Bing: More on Harry Morgan
In a 2004 interview with the The Television Academy Foundation’s Archive of American Television, Morgan acknowledged the profound effect that the iconoclastic sitcom had on his career.
“”He was firm,” Morgan said. “He was a good officer and he had a good sense of humor. I think it’s the best part I ever had. I loved playing Colonel Potter.”
Although “M*A*S*H” made him a television icon, Morgan first came to attention for his role as Officer Bill Gannon, Joe Friday’s partner on the revived version of “Dragnet,” which aired on NBC from 1967-70.
Only if you’re someone for whom history begins in the late 1960s. Beginning in 1942, Morgan acted in 159 movies and TV series, many of them before Dragnet, including the TV series December Bride, which brought Morgan into America’s living rooms from 1954 through 1959. Also during period, he had a supporting role in Jimmy Stewart’s Strategic Air Command, from 1955 (disgracefully not on DVD according to Amazon; it’s worth it as a time capsule of America’s giant B-36 bombers alone), which is as far away from the moral relativism and equivalence of from the anti-Vietnam War-ethos of M*A*S*H as possible.

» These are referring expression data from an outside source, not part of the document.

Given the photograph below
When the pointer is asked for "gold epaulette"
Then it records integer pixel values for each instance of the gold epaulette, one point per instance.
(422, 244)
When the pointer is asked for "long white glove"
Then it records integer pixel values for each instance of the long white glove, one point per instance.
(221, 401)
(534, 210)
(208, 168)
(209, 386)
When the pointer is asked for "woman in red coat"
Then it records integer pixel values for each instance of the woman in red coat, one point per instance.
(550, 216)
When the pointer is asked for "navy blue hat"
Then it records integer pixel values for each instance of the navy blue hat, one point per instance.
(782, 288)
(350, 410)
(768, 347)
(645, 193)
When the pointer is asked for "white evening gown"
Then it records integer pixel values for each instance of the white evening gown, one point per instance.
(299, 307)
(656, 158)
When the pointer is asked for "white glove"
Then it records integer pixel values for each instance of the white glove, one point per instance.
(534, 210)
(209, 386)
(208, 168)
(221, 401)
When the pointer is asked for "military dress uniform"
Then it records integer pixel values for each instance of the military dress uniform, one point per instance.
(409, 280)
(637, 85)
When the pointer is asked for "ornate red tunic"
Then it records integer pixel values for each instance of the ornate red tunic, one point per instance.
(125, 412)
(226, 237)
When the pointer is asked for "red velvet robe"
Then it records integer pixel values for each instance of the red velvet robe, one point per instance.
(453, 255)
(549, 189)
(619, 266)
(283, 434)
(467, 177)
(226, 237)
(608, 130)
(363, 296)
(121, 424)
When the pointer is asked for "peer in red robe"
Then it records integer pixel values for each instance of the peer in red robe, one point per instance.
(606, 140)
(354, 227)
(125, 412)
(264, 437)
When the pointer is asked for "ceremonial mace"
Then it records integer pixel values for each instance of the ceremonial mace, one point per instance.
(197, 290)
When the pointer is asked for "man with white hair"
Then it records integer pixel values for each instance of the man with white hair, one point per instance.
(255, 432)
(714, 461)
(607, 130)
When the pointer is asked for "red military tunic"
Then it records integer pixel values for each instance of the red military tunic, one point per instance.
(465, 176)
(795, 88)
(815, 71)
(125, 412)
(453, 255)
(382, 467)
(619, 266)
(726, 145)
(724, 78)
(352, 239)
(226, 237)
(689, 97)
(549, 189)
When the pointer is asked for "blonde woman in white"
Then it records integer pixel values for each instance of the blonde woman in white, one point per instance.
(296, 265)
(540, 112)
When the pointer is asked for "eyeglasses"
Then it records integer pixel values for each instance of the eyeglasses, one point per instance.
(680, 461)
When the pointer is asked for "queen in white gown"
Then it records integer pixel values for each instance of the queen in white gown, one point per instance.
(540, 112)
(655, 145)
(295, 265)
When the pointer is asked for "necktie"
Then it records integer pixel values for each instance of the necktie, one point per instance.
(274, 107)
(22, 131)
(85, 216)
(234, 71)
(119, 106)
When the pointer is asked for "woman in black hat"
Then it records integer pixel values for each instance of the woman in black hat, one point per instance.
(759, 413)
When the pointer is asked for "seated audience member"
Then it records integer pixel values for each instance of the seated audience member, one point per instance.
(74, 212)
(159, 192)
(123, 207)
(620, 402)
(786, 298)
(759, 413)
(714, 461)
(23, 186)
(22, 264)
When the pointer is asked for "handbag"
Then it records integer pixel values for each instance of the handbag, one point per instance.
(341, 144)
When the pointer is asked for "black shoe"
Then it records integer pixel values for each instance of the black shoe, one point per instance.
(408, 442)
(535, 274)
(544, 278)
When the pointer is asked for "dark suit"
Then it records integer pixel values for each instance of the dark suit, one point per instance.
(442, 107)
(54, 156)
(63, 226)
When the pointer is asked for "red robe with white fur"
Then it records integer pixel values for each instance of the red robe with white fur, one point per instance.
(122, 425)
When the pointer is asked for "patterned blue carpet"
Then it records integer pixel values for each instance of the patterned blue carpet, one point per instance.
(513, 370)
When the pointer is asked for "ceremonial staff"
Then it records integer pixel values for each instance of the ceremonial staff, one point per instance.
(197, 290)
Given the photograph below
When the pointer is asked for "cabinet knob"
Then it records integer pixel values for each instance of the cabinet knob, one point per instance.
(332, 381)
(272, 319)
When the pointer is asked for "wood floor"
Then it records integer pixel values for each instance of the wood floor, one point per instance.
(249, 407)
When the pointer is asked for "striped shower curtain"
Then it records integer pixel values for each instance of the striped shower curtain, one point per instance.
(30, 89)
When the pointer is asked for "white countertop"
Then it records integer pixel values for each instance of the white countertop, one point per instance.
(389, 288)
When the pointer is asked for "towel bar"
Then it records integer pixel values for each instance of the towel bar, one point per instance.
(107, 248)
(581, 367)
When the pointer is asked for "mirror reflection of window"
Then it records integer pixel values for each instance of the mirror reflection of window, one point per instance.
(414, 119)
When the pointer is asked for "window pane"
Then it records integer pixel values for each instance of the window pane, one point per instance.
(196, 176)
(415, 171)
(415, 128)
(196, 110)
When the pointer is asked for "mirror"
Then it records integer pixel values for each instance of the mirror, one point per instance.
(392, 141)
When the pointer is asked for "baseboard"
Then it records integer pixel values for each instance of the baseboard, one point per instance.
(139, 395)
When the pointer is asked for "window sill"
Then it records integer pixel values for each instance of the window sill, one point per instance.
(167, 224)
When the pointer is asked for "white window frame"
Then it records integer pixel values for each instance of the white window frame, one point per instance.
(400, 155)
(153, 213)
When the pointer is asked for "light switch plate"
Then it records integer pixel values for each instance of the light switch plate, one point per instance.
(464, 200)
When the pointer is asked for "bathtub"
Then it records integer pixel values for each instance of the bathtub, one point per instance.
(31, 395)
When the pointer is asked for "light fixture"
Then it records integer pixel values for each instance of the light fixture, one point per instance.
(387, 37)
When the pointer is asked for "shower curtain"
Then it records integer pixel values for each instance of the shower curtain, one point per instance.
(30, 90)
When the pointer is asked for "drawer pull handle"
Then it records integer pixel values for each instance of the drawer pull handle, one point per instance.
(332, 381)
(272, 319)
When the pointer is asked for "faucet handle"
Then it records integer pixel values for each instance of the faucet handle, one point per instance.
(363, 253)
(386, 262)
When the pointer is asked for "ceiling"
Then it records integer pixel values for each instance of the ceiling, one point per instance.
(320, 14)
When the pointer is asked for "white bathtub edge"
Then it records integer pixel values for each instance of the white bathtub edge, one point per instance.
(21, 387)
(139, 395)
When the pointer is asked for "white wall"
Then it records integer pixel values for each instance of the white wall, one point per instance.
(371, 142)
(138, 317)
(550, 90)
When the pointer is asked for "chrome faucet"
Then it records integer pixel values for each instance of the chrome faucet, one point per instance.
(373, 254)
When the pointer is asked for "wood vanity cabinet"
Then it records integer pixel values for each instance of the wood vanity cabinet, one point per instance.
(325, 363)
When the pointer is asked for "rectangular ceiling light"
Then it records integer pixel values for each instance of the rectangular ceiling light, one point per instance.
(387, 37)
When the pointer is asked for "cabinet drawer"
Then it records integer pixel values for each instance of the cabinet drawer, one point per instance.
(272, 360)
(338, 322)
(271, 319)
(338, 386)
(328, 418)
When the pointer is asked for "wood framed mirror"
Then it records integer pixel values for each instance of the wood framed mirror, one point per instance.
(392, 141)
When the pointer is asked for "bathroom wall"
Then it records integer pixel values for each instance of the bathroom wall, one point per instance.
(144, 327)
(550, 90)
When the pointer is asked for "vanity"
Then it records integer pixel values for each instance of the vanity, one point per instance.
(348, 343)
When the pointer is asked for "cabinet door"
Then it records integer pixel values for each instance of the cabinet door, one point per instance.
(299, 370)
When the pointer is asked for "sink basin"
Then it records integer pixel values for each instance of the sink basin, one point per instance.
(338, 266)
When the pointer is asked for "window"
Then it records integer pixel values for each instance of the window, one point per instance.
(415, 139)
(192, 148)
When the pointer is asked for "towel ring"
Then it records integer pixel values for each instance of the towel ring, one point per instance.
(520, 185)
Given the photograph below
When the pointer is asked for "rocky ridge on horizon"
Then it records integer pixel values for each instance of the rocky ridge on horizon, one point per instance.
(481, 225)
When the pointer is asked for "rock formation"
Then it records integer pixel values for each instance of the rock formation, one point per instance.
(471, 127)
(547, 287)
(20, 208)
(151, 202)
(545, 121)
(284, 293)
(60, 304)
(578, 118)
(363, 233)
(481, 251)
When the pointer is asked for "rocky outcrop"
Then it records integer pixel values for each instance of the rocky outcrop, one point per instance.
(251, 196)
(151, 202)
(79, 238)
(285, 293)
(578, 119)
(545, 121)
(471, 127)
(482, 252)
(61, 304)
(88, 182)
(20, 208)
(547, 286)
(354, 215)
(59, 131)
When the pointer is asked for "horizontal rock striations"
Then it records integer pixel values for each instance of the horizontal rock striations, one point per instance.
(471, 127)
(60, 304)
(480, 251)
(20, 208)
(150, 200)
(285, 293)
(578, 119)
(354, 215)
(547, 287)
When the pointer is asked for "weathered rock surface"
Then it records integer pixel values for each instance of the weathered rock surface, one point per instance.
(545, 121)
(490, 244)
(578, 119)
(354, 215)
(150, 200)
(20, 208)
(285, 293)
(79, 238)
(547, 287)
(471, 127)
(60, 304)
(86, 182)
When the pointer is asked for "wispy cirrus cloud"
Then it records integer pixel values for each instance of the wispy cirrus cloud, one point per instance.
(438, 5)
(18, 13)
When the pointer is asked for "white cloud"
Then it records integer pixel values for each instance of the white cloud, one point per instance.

Morgan had to walk a fine line on M*A*S*H, being gruff enough to be believable as a “regular Army” colonel who served going back to WWI, yet still giving Hawkeye, BJ and Klinger enough room for their antics and quirks, particularly after replacing the bumbling Henry Blake, played by McLean Stevenson.
Morgan would work in front of the camera until 1999, including playing his old Dragnet character in an otherwise so-so Dan Aykroyd-Tom Hanks big screen send-up of the show in 1987. Very few actors could switch gears between comedy and drama as effectively as Morgan — but then, there are very actors left today who personify what Tom Brokaw would dub “the Greatest Generation.”